I was talking to a lawyer last week who has made her name through real and authentic publishing over the last two decades.
She now wants to show lawyers how to build a real name for themselves. Not with SEO but by publishing to build authority. Sharing authentic insight on legal matters they know best.
What makes her timing so powerful is the rise of AI. She sees potential clients already using tools such as ChatGPT to understand the law and decide who to trust when it comes to choosing a lawyer.
These tools don’t surface keyword tricks and content marketing, they surface genuine authority. That’s why she believes lawyers who publish with care and consistency will be the ones found, cited, and trusted.
She then got to talking about how SEO authorities would likely spin things their way in order to protect their interests. I shared I had seen just that in an article on a newsletter curating “helpful” articles for solo and small firm lawyers.
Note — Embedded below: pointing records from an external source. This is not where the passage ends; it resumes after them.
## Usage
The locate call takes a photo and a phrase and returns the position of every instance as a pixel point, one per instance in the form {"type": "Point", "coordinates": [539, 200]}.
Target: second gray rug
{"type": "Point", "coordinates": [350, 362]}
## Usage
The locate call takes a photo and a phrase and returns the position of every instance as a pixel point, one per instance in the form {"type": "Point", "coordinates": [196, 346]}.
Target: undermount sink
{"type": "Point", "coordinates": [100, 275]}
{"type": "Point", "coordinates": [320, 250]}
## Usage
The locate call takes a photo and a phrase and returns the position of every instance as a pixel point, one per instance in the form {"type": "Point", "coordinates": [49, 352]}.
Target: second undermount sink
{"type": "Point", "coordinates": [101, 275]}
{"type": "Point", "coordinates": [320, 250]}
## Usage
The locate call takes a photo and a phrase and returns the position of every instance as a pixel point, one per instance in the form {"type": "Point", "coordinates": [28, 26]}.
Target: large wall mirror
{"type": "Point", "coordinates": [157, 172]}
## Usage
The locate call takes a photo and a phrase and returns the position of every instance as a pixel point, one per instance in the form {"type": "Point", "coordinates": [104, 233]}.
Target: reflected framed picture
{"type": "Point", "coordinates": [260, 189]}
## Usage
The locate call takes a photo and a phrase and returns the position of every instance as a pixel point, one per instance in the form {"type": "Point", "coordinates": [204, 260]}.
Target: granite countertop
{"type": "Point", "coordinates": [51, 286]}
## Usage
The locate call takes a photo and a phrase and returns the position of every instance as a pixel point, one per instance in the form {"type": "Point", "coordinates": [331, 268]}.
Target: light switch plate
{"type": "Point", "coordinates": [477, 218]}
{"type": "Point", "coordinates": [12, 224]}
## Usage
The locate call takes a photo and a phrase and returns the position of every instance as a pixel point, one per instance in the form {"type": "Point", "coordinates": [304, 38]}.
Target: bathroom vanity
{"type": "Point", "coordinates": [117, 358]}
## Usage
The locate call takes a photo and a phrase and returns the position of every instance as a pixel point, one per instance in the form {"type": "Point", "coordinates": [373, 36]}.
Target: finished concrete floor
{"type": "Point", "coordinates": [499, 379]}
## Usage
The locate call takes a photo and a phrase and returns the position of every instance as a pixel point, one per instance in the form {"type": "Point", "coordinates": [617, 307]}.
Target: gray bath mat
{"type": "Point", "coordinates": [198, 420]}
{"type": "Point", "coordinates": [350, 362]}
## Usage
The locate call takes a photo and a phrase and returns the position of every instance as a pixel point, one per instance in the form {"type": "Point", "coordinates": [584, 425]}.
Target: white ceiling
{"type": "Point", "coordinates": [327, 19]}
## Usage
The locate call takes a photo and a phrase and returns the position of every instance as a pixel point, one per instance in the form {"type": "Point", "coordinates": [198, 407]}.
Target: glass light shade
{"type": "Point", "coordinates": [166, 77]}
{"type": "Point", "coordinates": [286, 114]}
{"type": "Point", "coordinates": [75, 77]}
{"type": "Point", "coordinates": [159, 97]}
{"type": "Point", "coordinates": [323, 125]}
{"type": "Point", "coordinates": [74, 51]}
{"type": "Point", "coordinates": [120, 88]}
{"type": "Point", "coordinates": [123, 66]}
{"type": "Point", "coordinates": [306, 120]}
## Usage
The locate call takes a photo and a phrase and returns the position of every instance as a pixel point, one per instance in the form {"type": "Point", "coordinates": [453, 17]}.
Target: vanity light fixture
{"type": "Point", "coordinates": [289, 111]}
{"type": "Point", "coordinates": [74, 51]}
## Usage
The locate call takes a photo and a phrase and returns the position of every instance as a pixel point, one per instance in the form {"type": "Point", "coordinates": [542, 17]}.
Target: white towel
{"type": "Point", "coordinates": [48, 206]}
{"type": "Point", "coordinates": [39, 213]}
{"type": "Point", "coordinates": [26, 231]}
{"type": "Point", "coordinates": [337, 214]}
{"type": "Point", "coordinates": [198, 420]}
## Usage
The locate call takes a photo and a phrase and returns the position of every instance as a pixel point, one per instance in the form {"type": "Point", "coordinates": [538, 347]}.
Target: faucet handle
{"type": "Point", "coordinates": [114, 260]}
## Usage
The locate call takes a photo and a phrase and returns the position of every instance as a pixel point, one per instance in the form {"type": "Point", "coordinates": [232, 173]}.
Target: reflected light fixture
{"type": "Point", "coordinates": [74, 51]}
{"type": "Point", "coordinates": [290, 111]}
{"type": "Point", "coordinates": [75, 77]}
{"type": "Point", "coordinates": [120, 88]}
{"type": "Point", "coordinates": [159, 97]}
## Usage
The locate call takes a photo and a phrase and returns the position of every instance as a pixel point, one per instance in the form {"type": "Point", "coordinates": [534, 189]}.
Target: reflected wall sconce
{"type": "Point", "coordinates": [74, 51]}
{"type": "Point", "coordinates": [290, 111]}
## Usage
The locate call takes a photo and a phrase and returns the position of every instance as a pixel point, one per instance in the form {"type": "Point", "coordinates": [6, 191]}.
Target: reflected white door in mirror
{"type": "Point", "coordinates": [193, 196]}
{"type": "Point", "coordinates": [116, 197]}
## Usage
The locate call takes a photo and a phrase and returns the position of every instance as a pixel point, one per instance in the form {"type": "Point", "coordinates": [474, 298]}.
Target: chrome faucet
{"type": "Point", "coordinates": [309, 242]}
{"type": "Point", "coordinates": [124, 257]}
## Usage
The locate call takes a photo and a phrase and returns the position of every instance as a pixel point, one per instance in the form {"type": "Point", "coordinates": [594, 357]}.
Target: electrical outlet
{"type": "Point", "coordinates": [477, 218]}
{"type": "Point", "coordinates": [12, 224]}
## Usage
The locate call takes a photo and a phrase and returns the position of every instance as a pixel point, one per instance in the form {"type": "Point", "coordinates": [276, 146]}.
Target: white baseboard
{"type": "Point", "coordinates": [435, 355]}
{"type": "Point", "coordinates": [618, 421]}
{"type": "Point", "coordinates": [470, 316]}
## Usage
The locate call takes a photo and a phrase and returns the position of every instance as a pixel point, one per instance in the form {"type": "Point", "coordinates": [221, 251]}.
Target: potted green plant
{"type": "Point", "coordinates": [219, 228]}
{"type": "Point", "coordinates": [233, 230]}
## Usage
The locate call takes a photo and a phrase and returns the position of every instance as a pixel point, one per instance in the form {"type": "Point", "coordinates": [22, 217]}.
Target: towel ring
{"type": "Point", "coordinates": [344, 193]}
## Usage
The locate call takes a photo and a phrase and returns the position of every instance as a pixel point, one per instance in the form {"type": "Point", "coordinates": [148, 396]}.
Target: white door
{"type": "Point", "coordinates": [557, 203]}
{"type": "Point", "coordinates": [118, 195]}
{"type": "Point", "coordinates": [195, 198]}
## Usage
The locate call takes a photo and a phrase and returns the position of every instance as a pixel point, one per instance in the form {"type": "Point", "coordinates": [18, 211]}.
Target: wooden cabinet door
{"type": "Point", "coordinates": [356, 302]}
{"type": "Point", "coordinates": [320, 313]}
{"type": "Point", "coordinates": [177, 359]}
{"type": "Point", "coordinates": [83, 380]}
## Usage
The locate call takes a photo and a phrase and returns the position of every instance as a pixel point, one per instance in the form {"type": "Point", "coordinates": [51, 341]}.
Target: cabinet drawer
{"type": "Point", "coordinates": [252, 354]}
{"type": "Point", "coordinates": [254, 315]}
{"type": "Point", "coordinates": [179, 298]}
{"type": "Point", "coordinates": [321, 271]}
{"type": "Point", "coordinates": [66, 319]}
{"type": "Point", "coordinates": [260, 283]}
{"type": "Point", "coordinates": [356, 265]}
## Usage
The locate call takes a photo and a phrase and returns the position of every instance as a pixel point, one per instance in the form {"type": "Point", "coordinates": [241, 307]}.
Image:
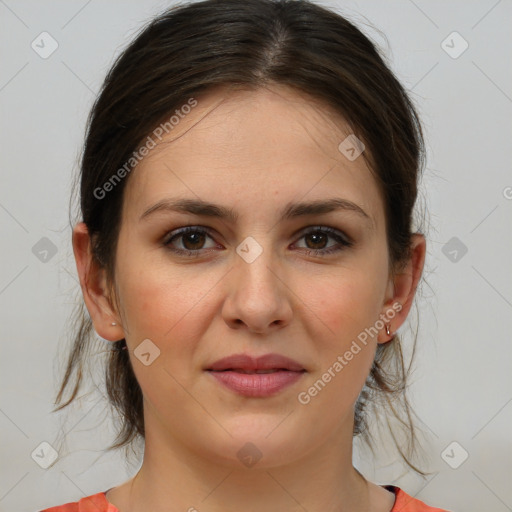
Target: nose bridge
{"type": "Point", "coordinates": [258, 295]}
{"type": "Point", "coordinates": [256, 266]}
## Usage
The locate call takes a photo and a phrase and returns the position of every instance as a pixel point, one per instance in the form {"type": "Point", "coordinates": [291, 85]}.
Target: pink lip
{"type": "Point", "coordinates": [231, 372]}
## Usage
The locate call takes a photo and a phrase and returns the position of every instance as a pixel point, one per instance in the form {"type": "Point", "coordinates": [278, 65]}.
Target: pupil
{"type": "Point", "coordinates": [192, 236]}
{"type": "Point", "coordinates": [317, 236]}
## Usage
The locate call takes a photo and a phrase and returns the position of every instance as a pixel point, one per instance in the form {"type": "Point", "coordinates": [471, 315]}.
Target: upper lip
{"type": "Point", "coordinates": [265, 362]}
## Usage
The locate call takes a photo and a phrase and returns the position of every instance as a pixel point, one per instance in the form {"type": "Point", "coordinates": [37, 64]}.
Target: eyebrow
{"type": "Point", "coordinates": [290, 211]}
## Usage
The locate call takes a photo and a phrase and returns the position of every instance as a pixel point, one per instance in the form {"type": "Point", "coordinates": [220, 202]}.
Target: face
{"type": "Point", "coordinates": [300, 286]}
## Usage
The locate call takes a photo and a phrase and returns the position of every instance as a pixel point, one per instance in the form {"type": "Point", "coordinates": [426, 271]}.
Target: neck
{"type": "Point", "coordinates": [176, 475]}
With traffic from search going through the floor as a result of AI and LLM’s, the article in Search Engine Journal says in the days of AI the same type of SEO fundamentals still apply, The fundamentals sold by SEO agencies for years.
The article makes apparent SEO experts’ efforts to supplant “real authority” with tactics similar to those tactics used for years in SEO. Just make visibility on AI as complicated as SEO and make a business out of it.
“AI systems are far less forgiving than Google’s crawlers… Your content must be immediately visible in raw HTML.”
Another warning followed:
“Server-side rendering becomes absolutely critical since AI agents won’t execute JavaScript or wait for client-side rendering.”
And for content strategy:
“AI systems don’t retrieve entire pages; they break content into passages… each section of your content should work as a standalone snippet.”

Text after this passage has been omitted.